For each prime p in p0 <= p <= p1
{
F[0] <-- 1
For i from 1 to Q-1
F[i] <-- F[i]*b mod p /* so that F[i] = b^i mod p */
/* Power residue tests */
Let R be a maximal subset of S such that p = 1 (mod r) for all r in R
c <-- 0
For each k in K
For each congruence class d modulo Q represented in Nk
If for any r in R, F[d] is an r-th power residue with respect to p
{
C[c] <-- k
D[c] <-- d
E[c] <-- -k*F[d] mod p
c <-- c+1
}
/* Choose m,n so that m*n >= (n1-n0)/Q */
m <-- sqrt(c*(n1-n0)/Q)
n <-- ceil((n1-n0)/Q/m)
/* m baby steps */
Empty H
w <-- b^{-Q} mod p
x <-- b^{-floor(n0/Q)} mod p
Insert (0,x) into H
For h from 1 to m
{
x <-- x*w mod p
Insert (h,x) into H
}
/* n giant steps */
y <-- b^Q^m mod p
For i from 0 to n-1
For j from 0 to c-1
{
For all z such that (z,E[j]) is in H
Report that p is a factor of C[j]*b^{n0+Q*(i*m+z)+D[j]}+1
E[j] <-- E[j]*y mod p
}
}
Although it is may not be obvious, almost all of the modular multiplications in this algorithm can be arranged to be done as vector operations on fairly large arrays (of length m for the baby steps, length c for the giant steps), so there is more than enough parallelism to exploit on x86 CPUs. But unlike the other sieves it is difficult to process multiple primes p in parallel because each prime will result in different combinations of sequences passing the power residue tests, and so the threads will not stay in sync but must be individually scheduled.

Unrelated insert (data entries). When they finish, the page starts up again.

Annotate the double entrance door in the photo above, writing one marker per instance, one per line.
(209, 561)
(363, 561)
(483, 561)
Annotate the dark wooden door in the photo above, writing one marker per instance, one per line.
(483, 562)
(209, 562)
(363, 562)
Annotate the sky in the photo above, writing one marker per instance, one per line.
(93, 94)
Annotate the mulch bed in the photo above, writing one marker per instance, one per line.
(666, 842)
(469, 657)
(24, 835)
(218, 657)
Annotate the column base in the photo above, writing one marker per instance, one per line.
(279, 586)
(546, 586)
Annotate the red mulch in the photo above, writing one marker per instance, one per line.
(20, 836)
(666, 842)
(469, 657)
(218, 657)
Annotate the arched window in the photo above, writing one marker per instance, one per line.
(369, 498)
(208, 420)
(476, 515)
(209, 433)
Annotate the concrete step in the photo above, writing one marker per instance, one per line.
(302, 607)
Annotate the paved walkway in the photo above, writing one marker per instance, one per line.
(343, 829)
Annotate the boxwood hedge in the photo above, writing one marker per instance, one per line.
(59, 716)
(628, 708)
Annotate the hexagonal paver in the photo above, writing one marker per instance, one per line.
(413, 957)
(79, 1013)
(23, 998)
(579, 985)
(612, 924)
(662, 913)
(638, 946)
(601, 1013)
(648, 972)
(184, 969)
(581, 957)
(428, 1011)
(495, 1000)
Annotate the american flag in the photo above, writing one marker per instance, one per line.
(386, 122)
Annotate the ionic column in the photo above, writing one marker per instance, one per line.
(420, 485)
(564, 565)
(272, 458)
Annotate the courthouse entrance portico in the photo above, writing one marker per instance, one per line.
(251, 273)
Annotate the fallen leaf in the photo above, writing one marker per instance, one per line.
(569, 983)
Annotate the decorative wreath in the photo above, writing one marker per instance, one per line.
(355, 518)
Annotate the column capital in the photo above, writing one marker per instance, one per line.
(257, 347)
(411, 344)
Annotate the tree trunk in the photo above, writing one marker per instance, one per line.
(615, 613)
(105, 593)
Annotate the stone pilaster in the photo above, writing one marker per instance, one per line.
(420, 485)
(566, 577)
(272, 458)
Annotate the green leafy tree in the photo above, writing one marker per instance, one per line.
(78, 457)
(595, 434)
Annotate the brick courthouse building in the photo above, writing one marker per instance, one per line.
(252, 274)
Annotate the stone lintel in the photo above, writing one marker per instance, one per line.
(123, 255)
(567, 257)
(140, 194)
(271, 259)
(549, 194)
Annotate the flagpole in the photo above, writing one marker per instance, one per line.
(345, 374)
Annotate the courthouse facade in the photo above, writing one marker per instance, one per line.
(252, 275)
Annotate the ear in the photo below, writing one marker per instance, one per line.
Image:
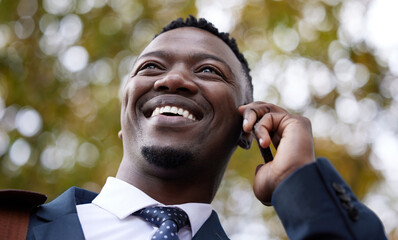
(245, 140)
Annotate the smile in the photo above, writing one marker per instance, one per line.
(173, 111)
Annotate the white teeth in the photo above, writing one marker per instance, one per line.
(185, 113)
(173, 110)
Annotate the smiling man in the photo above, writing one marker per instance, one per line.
(185, 109)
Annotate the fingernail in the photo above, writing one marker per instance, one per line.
(245, 122)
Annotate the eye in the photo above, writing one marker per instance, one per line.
(209, 69)
(149, 66)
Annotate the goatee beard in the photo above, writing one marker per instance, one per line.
(166, 157)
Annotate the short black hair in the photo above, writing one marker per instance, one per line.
(203, 24)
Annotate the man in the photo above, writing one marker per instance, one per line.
(185, 109)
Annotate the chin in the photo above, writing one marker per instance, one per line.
(167, 158)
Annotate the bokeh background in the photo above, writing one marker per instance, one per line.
(62, 63)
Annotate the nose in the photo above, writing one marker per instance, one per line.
(176, 81)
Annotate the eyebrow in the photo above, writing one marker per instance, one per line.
(195, 56)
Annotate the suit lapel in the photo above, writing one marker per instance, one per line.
(211, 229)
(58, 219)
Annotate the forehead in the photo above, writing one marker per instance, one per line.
(186, 41)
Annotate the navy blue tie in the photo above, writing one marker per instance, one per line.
(169, 220)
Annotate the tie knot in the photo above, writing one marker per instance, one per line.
(159, 216)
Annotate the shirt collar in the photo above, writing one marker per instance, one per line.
(123, 199)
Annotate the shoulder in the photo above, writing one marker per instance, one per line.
(20, 199)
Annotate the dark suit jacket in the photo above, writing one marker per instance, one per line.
(313, 203)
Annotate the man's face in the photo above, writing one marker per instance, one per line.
(183, 94)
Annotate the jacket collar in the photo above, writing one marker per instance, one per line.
(211, 229)
(59, 217)
(60, 221)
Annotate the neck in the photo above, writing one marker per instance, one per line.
(182, 187)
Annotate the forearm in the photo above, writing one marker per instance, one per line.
(316, 202)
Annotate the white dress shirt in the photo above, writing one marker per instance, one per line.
(109, 214)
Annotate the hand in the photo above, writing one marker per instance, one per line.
(291, 136)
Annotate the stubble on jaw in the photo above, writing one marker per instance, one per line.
(167, 157)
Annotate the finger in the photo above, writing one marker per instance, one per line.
(249, 119)
(267, 129)
(266, 154)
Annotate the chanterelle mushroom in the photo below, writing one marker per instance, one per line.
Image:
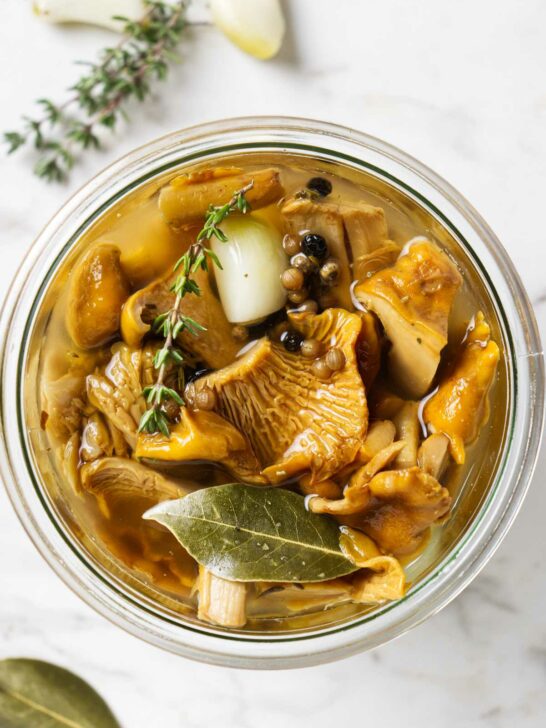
(294, 421)
(413, 299)
(460, 406)
(404, 503)
(112, 479)
(116, 391)
(98, 290)
(221, 601)
(202, 436)
(186, 199)
(215, 347)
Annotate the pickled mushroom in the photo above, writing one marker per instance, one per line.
(408, 431)
(112, 479)
(186, 199)
(369, 349)
(302, 216)
(98, 290)
(413, 300)
(215, 346)
(368, 264)
(202, 436)
(460, 406)
(116, 391)
(433, 454)
(404, 503)
(356, 495)
(365, 226)
(221, 601)
(294, 421)
(382, 578)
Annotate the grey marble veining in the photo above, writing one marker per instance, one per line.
(460, 86)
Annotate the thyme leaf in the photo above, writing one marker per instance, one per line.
(173, 322)
(62, 131)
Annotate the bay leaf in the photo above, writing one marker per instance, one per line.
(247, 533)
(36, 694)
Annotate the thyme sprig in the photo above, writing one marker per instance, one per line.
(97, 100)
(173, 322)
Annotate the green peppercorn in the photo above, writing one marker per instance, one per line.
(292, 279)
(303, 263)
(310, 348)
(335, 359)
(298, 296)
(308, 306)
(205, 399)
(320, 369)
(329, 271)
(290, 245)
(240, 333)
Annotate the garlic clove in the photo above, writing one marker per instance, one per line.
(252, 259)
(94, 12)
(255, 26)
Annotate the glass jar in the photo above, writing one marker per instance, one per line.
(344, 633)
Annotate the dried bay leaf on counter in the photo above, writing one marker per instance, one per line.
(247, 533)
(42, 695)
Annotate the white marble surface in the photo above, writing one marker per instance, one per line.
(461, 86)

The hashtable operations require many branches which may be a problem on a GPU, using a large enough hashtable makes most of the branches fairly predictable but increases cache misses. Insert operations cannot be done in parallel (at least I don’t know how to do them in parallel), but lookups can. For most of PrimeGrid’s projects a hashtable of up to 64Kb (2^15 16-bit keys) is adequate. If necessary the hashtable could be replaced by a flat array and a linear search operation used instead of a hashed lookup. That would probably be much slower on most CPUs, but would make it possible to replace branches with conditional moves.